Llegó un momento en que hubo más de veinticinco mil en el planeta, diez por cada ciudad. Sólo un peligro tan monumental logró revertir tamaña insensatez, apoyada por tantos dirigentes, de tantas naciones, durante tanto tiempo. Pero finalmente el mundo recobró la cordura, al menos en cierta medida, y pudo suscribirse un convenio entre los Estados Unidos, la Unión Soviética, Gran Bretaña, Francia y la China. El objetivo no era la utopía de eliminar de plano todas las armas nucleares, pero se logró que tanto norteamericanos como rusos redujeran a mil las armas atómicas que cada uno habría de conservar. Se estudiaron cuidadosamente los detalles de modo que ninguna superpotencia quedara en clara desventaja en algún momento del proceso de desmantelamiento. Inglaterra, Francia y China acordaron comenzar a reducir sus arsenales cuando las superpotencias estuvieran por debajo de las tres mil doscientas.

Para regocijo del mundo entero, se firmó el Acuerdo de Hiroshima, junto a la famosa placa que conmemoraba a las víctimas de la primera ciudad aniquilada por un arma nuclear:

«Descansen en paz puesto que nunca volverá a suceder.»

Todos los días se enviaban disparadores de fisión de igual número de ojivas norteamericanas y soviéticas a un lugar especial, dirigido por técnicos de ambos países.

Se extraía el plutonio, se lo sellaba y transportaba a plantas nucleares, donde lo convertían en electricidad. Ese proyecto conocido como el Plan Gayler por el nombre de un almirante norteamericano, fue aclamado por haber conseguido transformar las espadas en arados.
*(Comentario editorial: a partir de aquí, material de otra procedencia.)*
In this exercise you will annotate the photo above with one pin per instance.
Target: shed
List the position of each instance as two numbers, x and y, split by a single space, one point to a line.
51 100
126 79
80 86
Dado que los países conservaban aún un aterrador potencial de represalia, hasta las instituciones militares dieron buena acogida a la idea. Nadie, ni siquiera los generales, desea la muerte de sus hijos, y la guerra atómica es la negación de las tradicionales virtudes del militar: nada tiene de valeroso el apretar un botón. La televisión registró en directo la primera ceremonia de despojo. En la pantalla aparecieron cuatro técnicos norteamericanos y soviéticos, vestidos de blanco, que empujaban sobre sus ruedas dos enormes objetos metálicos color gris opaco, cada uno de ellos adornado con franjas, estrellas, hoces y martillos. Un enorme sector de la población mundial pudo presenciar el acontecimiento. En los noticieros de la noche se hicieron recuentos de cuántas armas estratégicas había desmantelado cada una de las potencias, y cuántas más quedaban aún. En el término de poco más de dos décadas, también esa noticia llegaría a Vega.

En el curso de los años siguientes continuó el desmantelamiento, casi sin pausa. Al principio no se notó un gran cambio de doctrina estratégica, pero poco a poco fue sintiéndose el efecto a medida que se iban eliminando los sistemas de armamento más poderosos. En el último año y medio fue notable el grado de desarme alcanzado por Rusia y los Estados Unidos. Muy pronto se observó la presencia de equipos de inspección de cada país en territorio del otro, pese a las voces de protesta que elevaban los militares de ambas potencias. Las Naciones Unidas de pronto advirtieron que podían mediar eficazmente en litigios internacionales, a tal punto que se resolvieron los conflictos de Nueva Guinea y los problemas fronterizos entre la Argentina y Chile. Incluso se llegó a hablar con fundamento de un tratado de no agresión entre la OTAN y el Pacto de Varsovia.

Los delegados a la primera sesión plenaria del Consorcio Mundial para el Mensaje llegaron con una predisposición hacia la cordialidad sin precedentes en otros tiempos.